For many people, word processing is the computer application they are most familiar with; it is also the main reason for the explosion in popularity of PCs in the 1980s. The descendant of typing, words are written on a "virtual" page which allows the user to make corrections, insert or delete text and reformat it without having to retype the whole. As a data file, the word-processed text can also be copied an infinite number of times if so desired; equally an infinite number of printed copies can be made from one file.
Word-processing programmes (for example Microsoft Word, MacWrite) also contain thesauruses and dictionaries and offer users the ability to check the spelling of words they are uncertain of; this has been of particular benefit to people with problems such as dyslexia and non-native language speakers. Text can also be dictated using voice recognition software, although development is still in its infancy.
These latter aspects of word processing were foretold in Angela Brazil's A Popular Schoolgirl (Blackie & Son, London, 1920, pp35, 76-7):
. . . Fil's spelling was proverbial in the form, and was
often of a purely phonetic character.
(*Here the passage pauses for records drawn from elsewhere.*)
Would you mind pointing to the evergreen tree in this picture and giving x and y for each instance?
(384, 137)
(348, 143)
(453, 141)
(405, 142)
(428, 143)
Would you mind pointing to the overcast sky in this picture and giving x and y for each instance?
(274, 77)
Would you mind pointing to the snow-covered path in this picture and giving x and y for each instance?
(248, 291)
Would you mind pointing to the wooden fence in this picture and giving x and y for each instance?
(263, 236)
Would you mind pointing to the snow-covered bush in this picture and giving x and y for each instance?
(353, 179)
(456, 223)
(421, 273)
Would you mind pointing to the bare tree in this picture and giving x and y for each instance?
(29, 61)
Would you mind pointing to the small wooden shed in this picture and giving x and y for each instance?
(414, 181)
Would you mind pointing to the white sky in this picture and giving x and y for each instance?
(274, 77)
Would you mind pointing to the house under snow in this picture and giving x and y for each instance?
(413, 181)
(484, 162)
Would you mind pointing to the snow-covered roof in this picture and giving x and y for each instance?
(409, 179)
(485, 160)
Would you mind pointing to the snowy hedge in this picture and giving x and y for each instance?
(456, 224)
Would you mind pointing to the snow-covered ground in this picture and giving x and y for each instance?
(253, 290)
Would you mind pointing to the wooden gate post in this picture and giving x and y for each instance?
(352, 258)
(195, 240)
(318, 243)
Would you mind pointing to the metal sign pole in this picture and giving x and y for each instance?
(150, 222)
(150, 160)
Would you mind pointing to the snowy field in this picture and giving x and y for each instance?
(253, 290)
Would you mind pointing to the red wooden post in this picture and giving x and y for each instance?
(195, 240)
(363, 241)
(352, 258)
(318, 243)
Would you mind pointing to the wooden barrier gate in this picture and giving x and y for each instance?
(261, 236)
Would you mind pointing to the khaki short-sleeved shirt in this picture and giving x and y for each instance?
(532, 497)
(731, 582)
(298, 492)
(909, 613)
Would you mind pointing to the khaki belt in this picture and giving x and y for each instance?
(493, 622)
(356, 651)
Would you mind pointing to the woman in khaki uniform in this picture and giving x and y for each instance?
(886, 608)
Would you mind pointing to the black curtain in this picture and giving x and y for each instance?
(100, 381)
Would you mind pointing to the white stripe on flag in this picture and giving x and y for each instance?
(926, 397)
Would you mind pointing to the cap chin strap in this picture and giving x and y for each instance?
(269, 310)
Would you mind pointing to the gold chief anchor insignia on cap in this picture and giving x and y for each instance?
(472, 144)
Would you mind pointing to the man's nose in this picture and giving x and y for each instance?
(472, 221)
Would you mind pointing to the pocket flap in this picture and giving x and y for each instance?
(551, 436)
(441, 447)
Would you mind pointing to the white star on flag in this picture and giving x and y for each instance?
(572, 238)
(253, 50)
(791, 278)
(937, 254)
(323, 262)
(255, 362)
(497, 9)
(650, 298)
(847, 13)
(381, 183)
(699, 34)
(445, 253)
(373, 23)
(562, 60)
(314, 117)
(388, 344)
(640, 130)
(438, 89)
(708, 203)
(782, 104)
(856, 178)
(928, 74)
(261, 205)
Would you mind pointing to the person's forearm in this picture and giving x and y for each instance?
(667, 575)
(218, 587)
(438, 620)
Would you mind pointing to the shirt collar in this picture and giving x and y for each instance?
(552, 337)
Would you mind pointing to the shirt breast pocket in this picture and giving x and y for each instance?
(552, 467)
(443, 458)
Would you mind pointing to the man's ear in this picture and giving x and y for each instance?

Miss Strong had periodical crusades
to improve it, but generally gave them up as a bad job, and recommended
constant use of a dictionary instead.
[Later, Fil sighs to Ingred] "I wish . . . that someone would invent a typewriter that would just spell the words ready-made when you press a button."
"There's a fortune waiting for the man who does," agreed Ingred. " 'The Royal-Road-To-Learning Typewriter: spells of itself.' It would sell by the million, I should think."